Saturday, July 28, 2012

August 1 will mark six months officially in SC. My goals for this move were very simple: be where I want to be and make a difference in the SC Upstate. As simple as it is to say in those few words, no discussion of this change in my life has been simple. Friends, family—even strangers—ask for more. Many simply don't understand why or how I would walk away from my life for a life unknown. I think not wanting to wait to live my dream is a good "why" but the "how" has alluded me, I'll admit. I don't know where I get the courage to face what can be either a little or a major daily battle. Every single part of my life has changed. I've rushed through some of the adjustments, such as getting my SC driver's license on day one even though it was a bad hair day. Other changes have paralyzed me, such as not seeing my SC family any more often than I did when I lived in PA.

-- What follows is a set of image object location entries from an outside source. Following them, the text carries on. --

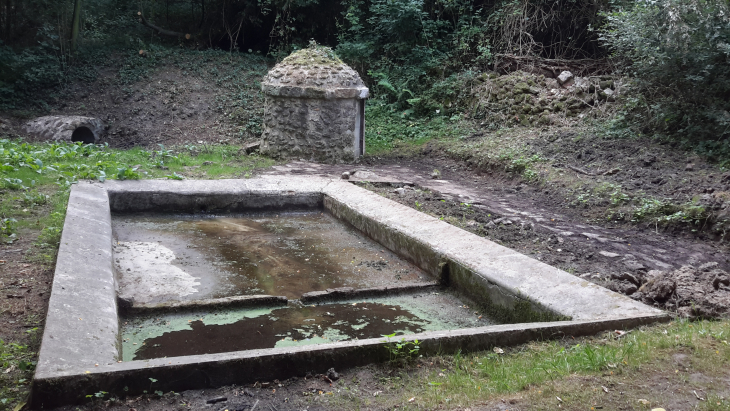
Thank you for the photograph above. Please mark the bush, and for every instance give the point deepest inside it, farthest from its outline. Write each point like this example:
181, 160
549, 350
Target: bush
678, 53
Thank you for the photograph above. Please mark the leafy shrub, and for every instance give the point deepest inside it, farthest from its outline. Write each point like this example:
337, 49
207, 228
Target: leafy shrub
678, 52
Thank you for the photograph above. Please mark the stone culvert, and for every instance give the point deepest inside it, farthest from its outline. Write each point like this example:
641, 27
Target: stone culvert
66, 128
314, 108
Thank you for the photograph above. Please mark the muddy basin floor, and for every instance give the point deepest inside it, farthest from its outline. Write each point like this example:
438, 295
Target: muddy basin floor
223, 330
164, 257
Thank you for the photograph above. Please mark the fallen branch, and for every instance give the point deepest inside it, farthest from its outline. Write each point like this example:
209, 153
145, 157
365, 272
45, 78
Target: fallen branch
580, 170
160, 30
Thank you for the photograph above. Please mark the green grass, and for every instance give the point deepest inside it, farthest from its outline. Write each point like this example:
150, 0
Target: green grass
386, 129
17, 362
35, 178
462, 380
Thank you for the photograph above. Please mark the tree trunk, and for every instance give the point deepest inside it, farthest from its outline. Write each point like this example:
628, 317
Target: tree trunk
75, 24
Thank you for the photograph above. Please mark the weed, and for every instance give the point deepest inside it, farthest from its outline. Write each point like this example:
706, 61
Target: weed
401, 351
8, 230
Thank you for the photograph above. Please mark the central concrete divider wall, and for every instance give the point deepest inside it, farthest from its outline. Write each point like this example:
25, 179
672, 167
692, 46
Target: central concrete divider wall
79, 352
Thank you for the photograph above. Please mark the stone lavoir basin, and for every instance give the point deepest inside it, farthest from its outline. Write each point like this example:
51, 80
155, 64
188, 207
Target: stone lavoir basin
208, 283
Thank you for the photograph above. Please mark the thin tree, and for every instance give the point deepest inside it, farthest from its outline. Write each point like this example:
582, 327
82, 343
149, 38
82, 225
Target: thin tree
75, 24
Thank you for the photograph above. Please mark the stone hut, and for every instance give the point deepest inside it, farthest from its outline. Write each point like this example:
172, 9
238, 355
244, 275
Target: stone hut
314, 108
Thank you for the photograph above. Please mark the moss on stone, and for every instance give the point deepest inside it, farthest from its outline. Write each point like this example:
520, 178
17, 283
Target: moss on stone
522, 87
314, 55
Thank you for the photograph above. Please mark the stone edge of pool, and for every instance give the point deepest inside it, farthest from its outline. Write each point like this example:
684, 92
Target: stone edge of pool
80, 348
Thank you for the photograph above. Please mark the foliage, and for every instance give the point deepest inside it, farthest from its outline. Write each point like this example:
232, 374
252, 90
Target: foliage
387, 128
678, 53
403, 350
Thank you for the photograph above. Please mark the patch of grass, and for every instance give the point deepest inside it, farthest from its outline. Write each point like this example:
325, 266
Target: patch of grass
665, 212
387, 129
36, 178
17, 362
541, 369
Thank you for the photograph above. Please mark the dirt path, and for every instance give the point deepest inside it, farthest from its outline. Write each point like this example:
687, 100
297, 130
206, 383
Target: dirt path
644, 264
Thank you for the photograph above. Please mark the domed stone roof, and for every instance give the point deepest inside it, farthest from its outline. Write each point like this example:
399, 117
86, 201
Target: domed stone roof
314, 72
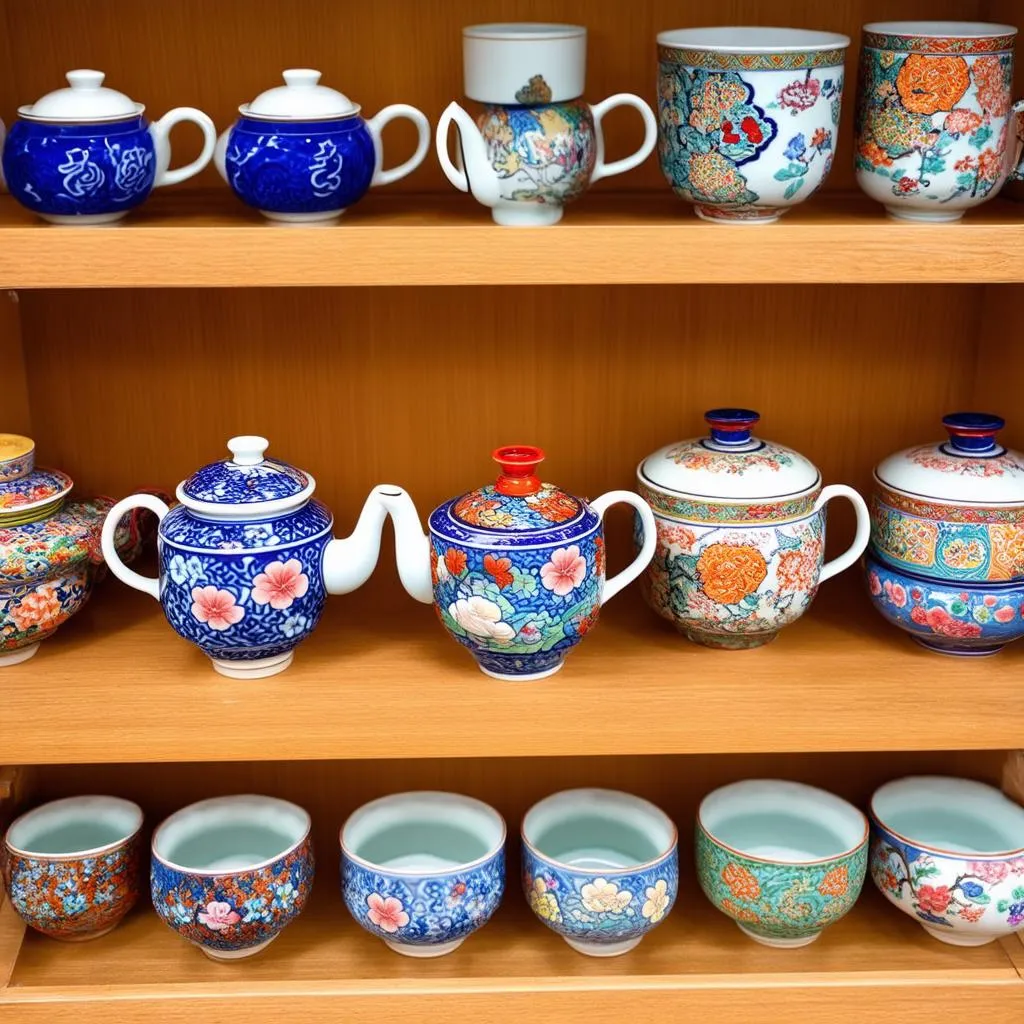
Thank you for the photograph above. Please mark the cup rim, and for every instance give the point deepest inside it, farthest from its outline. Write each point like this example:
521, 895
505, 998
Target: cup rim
702, 39
619, 795
218, 872
794, 787
439, 796
955, 782
129, 805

The expectations I had for my life here cannot fairly be judged since we are very much in limbo with my husband still in PA to sell the house. Knowing that the house may be on the market for years is defeating. We knew we would be challenged so none of the difficulties are surprising. I've learned so much from this process and that's the surprising part. I'm much braver than I thought I was and I'm more talented, too. I've never appreciated my skills. I've always thought I was "good" at my work because I'm so devoted to what I do. But, I've never considered myself exceptional. I doubt any of us recognize our true worth. The process of selling myself during the job search and then adjusting to a new career and work environment has made it necessary for me to evaluate and reevaluate my skills. How do I fit in? How can I make the difference that is so important to me? How do I work around (or drive through) obstacles?

I've come to appreciate there are some things I am really very good at (and we know math isn't one of those things). You know, I just said that because I couldn't stand not to self-depreciate myself. I'm actually quite good at some aspects of math, such as set and spatial theory. I visualize every problem so don't ask me to just think about something, because I will start to draw it or write it. But I do think, and I think well, and because I think spatially, I see the forest and the trees. I'm savvy on the computer but still want a straight edge and x-acto blade in my drawer. I measure in picas, not inches, which means I'm creative and careful.

My experiences are unique and valuable. I might know how to do something well now because I already made the mistakes. All that workaholic-throw-myself-into-everything time is paying off.